Madre – potente androide da guerra detto Negromante che, nonostante la riprogrammazione da genitrice vedremo presto all’opera e sarà a dir poco terrificante – e Padre – androide meno potente di Madre ma saggio, paziente e protettivo come ogni papà dovrebbe essere, che ce la mette tutta anche per apparire divertente e consolatorio snocciolando barzellette discutibili nei momenti giusti – portano con loro anche sei embrioni umani ed è interessante notare come anche la gestazione di Madre, ma niente pancia, doglie o cose del genere, duri esattamente nove mesi, d’altronde è di tale periodo che ogni bambino ha bisogno per essere pronto per il mondo esterno. Ma, come detto, gli androidi con i ragazzini non ci sanno proprio fare e alla fine, per dirla come in Highlander, ne resterà uno solo, o quanto meno uno solo arriverà ai dodici anni, che poi era quello nato fragile e mezzo morto per ultimo e sul quale Padre non avrebbe scommesso un euro del futuro, eppure eccolo qua Campion (Winta McGrath), questo il suo nome. Toccherà dunque a lui riempire di umanità quel pianeta desolato con un popolo pacifico, tecnocratico, razionale e soprattutto ateo per non rischiare nuove guerre ideologiche e religiose? Sembra però che Madre non sia riuscita a tenere lontano Campion dal fascino di credere in qualche divinità e dalle preghiere…

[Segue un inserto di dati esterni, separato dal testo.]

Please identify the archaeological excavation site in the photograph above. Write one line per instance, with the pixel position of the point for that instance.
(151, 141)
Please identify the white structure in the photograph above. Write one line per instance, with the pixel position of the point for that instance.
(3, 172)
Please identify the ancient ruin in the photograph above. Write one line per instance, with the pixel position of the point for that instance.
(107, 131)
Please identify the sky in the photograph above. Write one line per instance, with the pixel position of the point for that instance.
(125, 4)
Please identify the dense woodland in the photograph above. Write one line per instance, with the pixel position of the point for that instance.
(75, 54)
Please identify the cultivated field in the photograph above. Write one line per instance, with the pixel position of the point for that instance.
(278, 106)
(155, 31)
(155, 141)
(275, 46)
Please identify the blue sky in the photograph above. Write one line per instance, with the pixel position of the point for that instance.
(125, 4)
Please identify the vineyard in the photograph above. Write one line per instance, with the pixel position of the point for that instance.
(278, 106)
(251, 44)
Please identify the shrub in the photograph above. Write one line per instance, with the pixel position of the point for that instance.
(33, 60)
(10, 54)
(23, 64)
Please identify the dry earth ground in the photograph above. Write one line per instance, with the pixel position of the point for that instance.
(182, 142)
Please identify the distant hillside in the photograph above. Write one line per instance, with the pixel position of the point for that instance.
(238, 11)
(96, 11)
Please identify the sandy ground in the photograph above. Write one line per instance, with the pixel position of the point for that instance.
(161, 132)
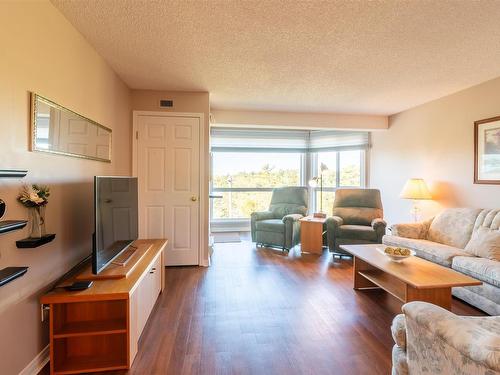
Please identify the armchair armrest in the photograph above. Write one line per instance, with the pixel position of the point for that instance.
(434, 324)
(416, 231)
(292, 217)
(262, 215)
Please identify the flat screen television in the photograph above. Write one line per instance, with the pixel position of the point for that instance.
(115, 218)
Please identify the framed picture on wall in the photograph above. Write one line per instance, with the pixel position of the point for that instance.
(487, 151)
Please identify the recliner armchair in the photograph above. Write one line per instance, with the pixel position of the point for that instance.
(280, 226)
(357, 219)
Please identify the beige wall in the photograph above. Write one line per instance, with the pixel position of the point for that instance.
(435, 141)
(190, 102)
(300, 120)
(42, 52)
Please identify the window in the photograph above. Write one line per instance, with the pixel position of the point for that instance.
(248, 163)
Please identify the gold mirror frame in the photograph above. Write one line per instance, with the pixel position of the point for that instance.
(35, 99)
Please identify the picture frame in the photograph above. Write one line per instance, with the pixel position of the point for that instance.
(487, 151)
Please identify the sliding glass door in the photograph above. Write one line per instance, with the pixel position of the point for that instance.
(247, 164)
(245, 180)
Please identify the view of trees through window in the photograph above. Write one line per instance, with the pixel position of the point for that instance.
(245, 180)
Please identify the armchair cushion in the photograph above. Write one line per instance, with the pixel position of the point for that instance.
(334, 222)
(270, 225)
(358, 206)
(361, 232)
(292, 217)
(262, 215)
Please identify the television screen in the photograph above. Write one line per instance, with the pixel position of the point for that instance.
(116, 218)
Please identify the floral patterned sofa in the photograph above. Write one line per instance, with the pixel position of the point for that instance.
(465, 239)
(431, 340)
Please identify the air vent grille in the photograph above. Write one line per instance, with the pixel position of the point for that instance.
(165, 103)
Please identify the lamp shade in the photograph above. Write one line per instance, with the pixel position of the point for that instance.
(415, 188)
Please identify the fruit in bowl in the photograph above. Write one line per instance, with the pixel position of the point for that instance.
(396, 254)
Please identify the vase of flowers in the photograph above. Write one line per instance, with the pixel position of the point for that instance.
(35, 198)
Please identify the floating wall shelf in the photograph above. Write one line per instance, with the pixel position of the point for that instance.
(12, 173)
(34, 242)
(10, 225)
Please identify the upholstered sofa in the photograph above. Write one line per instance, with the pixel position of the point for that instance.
(357, 219)
(464, 239)
(279, 226)
(431, 340)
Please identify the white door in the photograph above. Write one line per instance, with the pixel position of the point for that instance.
(168, 170)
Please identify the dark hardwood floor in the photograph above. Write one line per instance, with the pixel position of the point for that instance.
(261, 311)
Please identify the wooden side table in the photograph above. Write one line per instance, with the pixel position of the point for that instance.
(311, 234)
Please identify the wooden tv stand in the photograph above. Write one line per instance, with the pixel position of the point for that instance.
(98, 329)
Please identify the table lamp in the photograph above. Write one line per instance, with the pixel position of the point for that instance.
(313, 182)
(416, 190)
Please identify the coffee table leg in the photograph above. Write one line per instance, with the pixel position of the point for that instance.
(437, 296)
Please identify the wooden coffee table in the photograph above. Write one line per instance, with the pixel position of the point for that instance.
(414, 279)
(311, 234)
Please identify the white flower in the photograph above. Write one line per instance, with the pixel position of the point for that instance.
(33, 195)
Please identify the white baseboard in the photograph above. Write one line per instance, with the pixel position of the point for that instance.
(38, 363)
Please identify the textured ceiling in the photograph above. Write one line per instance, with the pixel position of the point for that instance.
(377, 57)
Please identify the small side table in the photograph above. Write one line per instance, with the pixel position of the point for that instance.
(311, 234)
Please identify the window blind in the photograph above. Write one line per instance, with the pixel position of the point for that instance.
(272, 140)
(335, 140)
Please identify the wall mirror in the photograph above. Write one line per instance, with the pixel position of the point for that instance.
(58, 130)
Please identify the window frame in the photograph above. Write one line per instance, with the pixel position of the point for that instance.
(307, 170)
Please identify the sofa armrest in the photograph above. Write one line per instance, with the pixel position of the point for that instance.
(464, 335)
(416, 231)
(398, 331)
(379, 226)
(262, 215)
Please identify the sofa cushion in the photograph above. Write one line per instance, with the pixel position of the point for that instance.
(453, 226)
(486, 270)
(270, 225)
(432, 251)
(362, 232)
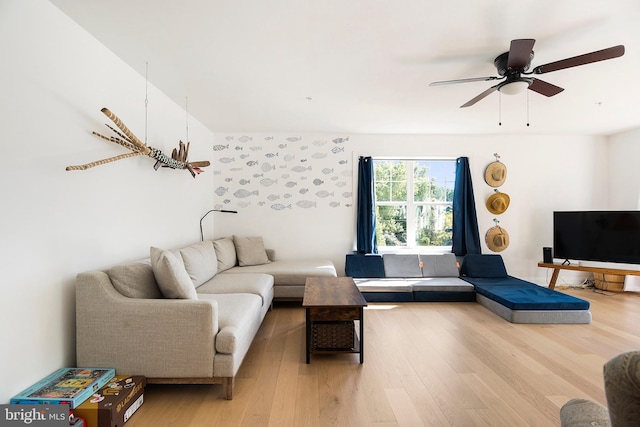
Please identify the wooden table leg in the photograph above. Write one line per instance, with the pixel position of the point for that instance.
(554, 277)
(361, 335)
(308, 335)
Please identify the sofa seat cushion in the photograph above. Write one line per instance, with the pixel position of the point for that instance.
(441, 284)
(238, 319)
(383, 285)
(290, 272)
(257, 284)
(517, 294)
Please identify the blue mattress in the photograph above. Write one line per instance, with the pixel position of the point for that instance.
(518, 294)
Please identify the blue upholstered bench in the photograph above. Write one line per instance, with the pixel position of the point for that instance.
(517, 300)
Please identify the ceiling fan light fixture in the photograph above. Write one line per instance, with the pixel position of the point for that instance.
(515, 87)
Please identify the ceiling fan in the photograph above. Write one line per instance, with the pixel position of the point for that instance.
(513, 68)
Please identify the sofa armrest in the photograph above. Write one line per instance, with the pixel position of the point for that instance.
(150, 337)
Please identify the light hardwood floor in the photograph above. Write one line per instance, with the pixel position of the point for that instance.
(425, 364)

Nel corso delle puntate di Raised by Wolves conosceremo anche altri strani e disperati personaggi come Sue (Niamh Algar), soldatessa atea che pur di salire sull’Arca dei Sopravvissuti dei Mitraici si sottopone a una dolorosissima plastica facciale, peraltro eseguita da un androide mezzo bruciacchiato, proprio come aveva fatto poco prima il suo compagno Marcus (Travis Fimmel) dopo aver ucciso, nella Boston in guerra del 2145, una coppia mitraica della quale prendere entrambi le sembianze. Ci imbatteremo anche nel figlio della coppia ammazzata, Paul (Felix Jamieson), che dunque si ritroverà dei genitori uguali ma diversi; e, siccome tutto il mondo, anzi, l’Universo è paese, incontreremo anche una ragazzina stuprata da un religioso d’alto rango e rimasta incinta, si chiama Tempest ed è interpretata da Jordan Loughran.

Raised by Wolves è di certo qualcosa che non si è mai vista. La trama è avvincente e ci riguarda tutti molto da vicino, spingendoci a pensare che forse gli errori che commettiamo oggi li commetteremo anche domani e che non ci sarà modo di estirpare alla radice credenze, superstizioni e fanatismi religiosi. D’altronde parrebbe che in qualcosa bisogna pur credere per avere la forza di andare avanti nei momenti più duri e cupi della nostra vita e dell’umanità intera. I colori uniformi e quasi incolori – a parte il rosso che esplode in alcuni momenti che non vi riveliano – rendono l’ambientazione un po’ spettrale ma perfettamente credibile e gli effetti speciali sono notevoli. Già confermata una seconda stagione.